CT officials move forward with banning flavored vapes, bill does not include menthol cigarettes

Politics

(WTNH) — On Monday, the Joint Committee on Finance, Revenue and Bonding decided to move forward with the proposal to ban flavored vape products in Connecticut.

The bill, which passed out of the Finance Revenue and Bonding Committee, is a dramatically revised proposal. The new bill combines the governor’s wishes and that of the Public Health Committee when it comes to banning flavored vapes.

State Representative Sean Scanlon Democrat of was a former smoker himself and says flavors like cotton candy make it enticing to teens.

“I believe we should be doing everything we can to make sure that other young people in Connecticut are not making the same mistake that I and other smokers did as young people by getting hooked on these products.”

State Representative Nicole Klarides-Ditria, Republican of Derby, says, “I don’t understand why we’re taking this right away from adults when we’re trying to get children to stop smoking and or vaping. I agree we should make the penalties tougher if they are sold to under 21 individuals but I think we are heading on the wrong path.”

This bill does not touch menthol cigarettes. Those would remain legal. The financial hit to the state is expected to be $4.4 million over two years.

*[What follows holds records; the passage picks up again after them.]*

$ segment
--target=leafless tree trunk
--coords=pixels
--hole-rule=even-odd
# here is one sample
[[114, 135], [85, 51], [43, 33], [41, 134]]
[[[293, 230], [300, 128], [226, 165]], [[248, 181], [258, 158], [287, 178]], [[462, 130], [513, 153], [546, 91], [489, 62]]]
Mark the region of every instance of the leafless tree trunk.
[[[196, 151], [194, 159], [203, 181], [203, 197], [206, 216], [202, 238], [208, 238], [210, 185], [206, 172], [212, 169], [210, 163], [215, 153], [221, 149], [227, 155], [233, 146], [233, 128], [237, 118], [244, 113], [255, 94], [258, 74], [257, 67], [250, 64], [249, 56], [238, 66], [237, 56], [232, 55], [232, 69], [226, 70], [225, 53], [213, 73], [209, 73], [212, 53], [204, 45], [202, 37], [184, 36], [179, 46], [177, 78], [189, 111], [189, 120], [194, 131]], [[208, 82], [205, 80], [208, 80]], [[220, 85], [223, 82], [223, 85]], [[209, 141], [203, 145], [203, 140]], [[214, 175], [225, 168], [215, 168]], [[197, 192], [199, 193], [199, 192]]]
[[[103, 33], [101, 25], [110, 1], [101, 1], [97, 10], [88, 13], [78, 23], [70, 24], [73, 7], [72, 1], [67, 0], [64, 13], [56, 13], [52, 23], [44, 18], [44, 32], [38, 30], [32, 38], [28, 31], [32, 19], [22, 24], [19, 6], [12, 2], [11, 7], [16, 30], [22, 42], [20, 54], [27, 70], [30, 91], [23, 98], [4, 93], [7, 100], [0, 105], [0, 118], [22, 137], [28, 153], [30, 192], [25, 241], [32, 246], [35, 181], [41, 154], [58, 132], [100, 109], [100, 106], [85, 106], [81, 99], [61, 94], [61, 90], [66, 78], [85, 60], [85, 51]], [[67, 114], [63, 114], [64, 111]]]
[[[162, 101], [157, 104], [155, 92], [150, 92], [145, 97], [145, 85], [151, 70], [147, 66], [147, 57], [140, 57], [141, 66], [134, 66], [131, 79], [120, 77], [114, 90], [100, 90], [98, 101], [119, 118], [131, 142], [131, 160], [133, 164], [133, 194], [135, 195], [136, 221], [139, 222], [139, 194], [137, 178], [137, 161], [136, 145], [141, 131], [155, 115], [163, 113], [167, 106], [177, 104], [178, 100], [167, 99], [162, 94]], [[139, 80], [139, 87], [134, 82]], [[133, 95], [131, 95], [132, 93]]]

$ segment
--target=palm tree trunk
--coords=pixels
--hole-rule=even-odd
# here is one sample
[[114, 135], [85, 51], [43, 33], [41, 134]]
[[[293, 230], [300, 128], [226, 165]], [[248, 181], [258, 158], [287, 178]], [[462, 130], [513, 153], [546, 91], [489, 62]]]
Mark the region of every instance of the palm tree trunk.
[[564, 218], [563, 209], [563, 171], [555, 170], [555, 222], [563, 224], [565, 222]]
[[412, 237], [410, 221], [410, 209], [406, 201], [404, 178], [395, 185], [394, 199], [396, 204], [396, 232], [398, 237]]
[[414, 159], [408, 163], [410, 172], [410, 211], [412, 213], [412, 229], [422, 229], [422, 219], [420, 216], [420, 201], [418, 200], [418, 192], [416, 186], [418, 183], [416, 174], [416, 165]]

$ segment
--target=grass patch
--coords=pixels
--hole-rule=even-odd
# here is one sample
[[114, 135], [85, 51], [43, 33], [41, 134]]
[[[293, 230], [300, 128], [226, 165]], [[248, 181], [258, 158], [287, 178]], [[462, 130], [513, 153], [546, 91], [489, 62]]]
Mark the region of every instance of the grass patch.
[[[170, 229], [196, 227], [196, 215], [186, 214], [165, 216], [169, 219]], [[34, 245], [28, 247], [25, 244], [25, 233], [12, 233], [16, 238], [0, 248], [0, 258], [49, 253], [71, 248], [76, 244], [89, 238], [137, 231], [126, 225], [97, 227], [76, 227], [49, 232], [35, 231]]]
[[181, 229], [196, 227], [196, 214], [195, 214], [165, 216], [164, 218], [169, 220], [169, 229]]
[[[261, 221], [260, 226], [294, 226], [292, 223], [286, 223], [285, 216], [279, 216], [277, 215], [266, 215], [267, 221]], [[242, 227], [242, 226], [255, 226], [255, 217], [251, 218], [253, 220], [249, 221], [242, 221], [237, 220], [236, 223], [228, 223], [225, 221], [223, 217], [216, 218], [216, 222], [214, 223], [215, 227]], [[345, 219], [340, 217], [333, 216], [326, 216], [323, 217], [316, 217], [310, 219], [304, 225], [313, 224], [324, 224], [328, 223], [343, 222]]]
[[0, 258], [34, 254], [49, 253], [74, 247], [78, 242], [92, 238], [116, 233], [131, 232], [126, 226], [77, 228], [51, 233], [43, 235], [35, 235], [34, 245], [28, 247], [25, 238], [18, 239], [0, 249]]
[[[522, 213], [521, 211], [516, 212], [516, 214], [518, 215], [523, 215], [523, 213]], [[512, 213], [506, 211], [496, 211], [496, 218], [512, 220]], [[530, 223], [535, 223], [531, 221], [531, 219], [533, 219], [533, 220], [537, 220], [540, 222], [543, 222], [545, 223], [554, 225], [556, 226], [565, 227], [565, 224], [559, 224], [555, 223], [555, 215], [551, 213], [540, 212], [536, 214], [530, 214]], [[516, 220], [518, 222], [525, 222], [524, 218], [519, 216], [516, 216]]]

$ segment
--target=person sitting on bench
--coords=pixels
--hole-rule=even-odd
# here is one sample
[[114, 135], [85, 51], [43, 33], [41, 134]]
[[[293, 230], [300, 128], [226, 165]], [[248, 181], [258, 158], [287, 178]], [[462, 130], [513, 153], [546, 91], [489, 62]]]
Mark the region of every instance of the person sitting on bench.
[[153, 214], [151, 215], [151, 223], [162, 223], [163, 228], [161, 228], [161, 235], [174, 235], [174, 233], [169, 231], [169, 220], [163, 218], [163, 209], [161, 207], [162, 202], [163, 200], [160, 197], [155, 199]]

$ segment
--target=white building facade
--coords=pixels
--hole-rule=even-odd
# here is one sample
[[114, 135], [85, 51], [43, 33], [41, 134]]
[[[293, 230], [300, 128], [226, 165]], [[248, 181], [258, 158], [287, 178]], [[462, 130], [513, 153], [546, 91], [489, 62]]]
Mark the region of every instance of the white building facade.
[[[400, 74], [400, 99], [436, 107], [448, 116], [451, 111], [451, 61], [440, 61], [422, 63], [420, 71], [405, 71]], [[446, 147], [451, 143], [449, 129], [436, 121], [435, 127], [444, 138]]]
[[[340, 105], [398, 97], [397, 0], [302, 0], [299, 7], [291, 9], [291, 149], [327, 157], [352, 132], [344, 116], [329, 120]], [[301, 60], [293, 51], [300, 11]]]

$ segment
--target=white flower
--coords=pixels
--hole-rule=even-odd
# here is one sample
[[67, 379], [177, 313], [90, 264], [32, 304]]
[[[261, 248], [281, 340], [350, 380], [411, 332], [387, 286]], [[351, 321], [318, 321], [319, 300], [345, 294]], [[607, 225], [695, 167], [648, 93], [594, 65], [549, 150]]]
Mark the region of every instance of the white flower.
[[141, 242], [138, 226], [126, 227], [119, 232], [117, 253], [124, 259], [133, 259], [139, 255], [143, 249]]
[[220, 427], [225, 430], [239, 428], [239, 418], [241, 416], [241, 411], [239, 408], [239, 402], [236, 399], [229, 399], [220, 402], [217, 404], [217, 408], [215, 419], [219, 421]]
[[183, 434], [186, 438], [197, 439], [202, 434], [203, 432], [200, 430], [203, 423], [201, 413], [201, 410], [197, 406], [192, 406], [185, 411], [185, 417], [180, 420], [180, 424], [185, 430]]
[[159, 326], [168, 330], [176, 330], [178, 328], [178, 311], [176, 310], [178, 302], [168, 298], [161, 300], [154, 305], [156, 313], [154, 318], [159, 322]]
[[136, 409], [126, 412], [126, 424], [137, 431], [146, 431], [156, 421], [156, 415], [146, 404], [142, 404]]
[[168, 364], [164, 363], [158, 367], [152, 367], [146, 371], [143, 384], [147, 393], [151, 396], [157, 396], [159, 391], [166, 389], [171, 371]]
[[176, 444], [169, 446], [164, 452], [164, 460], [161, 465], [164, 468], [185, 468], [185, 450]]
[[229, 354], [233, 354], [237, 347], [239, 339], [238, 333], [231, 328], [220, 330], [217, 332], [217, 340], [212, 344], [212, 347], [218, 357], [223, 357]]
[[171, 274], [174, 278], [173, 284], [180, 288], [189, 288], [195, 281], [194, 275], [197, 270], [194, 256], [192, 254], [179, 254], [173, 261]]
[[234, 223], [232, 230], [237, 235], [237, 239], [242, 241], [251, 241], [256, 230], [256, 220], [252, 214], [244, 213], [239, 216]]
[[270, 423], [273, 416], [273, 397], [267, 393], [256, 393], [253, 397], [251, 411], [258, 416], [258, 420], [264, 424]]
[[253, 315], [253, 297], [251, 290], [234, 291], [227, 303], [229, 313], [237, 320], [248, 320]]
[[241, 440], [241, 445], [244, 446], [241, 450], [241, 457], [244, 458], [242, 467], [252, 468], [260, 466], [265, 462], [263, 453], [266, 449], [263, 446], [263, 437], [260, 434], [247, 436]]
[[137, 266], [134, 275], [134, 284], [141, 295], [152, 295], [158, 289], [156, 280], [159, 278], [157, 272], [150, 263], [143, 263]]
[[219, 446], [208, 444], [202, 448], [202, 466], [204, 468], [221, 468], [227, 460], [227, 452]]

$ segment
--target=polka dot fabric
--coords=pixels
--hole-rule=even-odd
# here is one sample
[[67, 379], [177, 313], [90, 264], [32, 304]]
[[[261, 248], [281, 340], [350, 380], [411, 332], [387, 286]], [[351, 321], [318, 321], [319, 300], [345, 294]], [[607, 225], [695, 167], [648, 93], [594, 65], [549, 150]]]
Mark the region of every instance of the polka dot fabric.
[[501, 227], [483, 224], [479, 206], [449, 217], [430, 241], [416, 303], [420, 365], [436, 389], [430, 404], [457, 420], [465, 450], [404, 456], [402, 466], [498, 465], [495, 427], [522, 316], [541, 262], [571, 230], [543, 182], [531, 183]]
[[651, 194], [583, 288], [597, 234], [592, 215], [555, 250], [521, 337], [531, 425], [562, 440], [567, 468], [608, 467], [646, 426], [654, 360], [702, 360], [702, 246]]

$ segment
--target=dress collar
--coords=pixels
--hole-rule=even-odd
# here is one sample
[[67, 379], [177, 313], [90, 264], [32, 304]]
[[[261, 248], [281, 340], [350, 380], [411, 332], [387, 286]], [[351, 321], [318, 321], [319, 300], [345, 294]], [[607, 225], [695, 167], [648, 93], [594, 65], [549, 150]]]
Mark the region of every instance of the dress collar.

Director of Advocacy for the Northeast Region of Campaign for Tobacco-Free Kids Kevin O’Flaherty issued a statement:

Ending the sale of flavored e-cigarettes is the best way that Connecticut can address youth usage of e-cigarettes, which has been designated an epidemic by the US Surgeon General, and we applaud the committee for taking this important step. However, the bill passed today fails to deal with the one flavored tobacco product that has addicted more kids and killed more Americans than all other flavored tobacco products combined – menthol cigarettes. Not only are these products more appealing to kids in general, they have also been perniciously marketed to communities of color in predatory ways and contribute to the health disparities that African Americans have to face every day. We urge Governor Lamont and the Legislature to continue working until we find a way to protect all kids from all flavored tobacco products this year.